Sir Anthony Seldon of the University of Buckingham claims that, within the next 10 years, artificial intelligence (AI) will cause a shift in how we teach students. So, how important is technology in education and what changes might it bring?
It was a common conversation that technology would eventually take over our lives — and developments in the sector don’t seem to be slowing down. With its constant advancements and changes, we’re now living in this reality.
Education establishments aren’t shy of adopting these changes either — gone are the days of text book research. Over the years many improvements have been made to the way we teach through the introduction of different technologies. So, how has technology improved the classroom experience and what the education system could look like in the future?
The role technology plays
We’re currently living in a world that has a focus on digital alternatives. Universities, colleges, secondary schools, primary schools and even nurseries have adopted technology in their classrooms to deliver a better learning experience for all; not only does this provide young people with a better education, it also gives them the preparation they need for what has now become a tech-savvy working world.
Believe it or not, a study carried out by Barbie Clarke found that 68% of primary schools and 69% of secondary schools across Britain currently use tablets – nine per cent of these schools said that there was a tablet device for every pupil studying at their establishment.
However, schools that did not have tablets in circulation said they were considering doing so in the future (45%). Taking a look back to 2014, it was reported that there were 430,000 tablets in education establishments and this figure was expected to rise to over 900,000 by 2016; however, no confirmation result has been released.
How is this technology being used?
Tablets and other gadgets are making lessons more interactive regardless of the subject, encouraging more pupil participation. It can also improve the retention rate of learners by catering to different types of learners; pupils are more likely to retain this kind of information over a teacher simply reading from a textbook.
Learning is all about personalisation, as everyone progresses at a different rate, and tablets can be used to help teachers teach through games, music, e-books and more! Another benefit is that teachers now have the ability to search for materials they need online, allowing them to access additional resources where required.
Online lessons are also becoming more popular. Teachers can connect with a group of students remotely. This is most prominent in university and colleges, although it can also be used for younger children to teach them a specific subject or module. Exams can also be taken online – showing a huge shift in the traditional methods.
What does the future look like?
According to Sir Anthony Seldon of the University of Buckingham, artificial intelligence will have a greater presence in our schools over the next decade. Although teachers will still be there in the classroom, Sir Anthony believes they will act as assistants to the AI device which will actually teach the lesson.
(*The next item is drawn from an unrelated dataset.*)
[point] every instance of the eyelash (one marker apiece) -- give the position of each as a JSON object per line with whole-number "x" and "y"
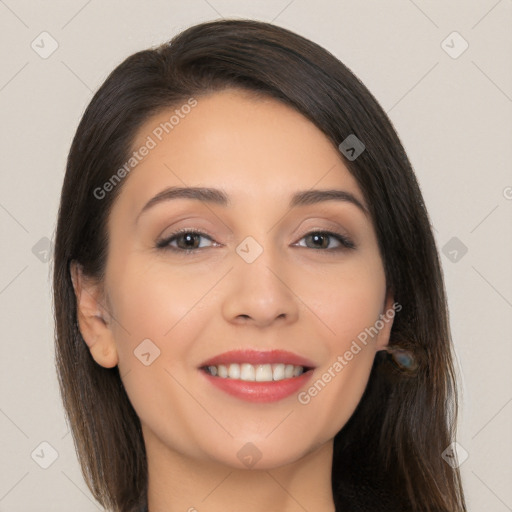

Essentially, teachers will control classroom behaviour rather than actually teach.
“It will open up the possibility of an Eton or Wellington education for all,” Sir Anthony Seldon commented. It is thought that AI devices will be able to determine how quickly a student is learning and assist them in the best ways possible to ensure a truly personalised experience, working at the pace of the students and setting tasks accordingly.
All in all, technology is having a profound impact on our schools — from touchscreen tablets and robots in the classroom, to easy-to-use print management software in the office!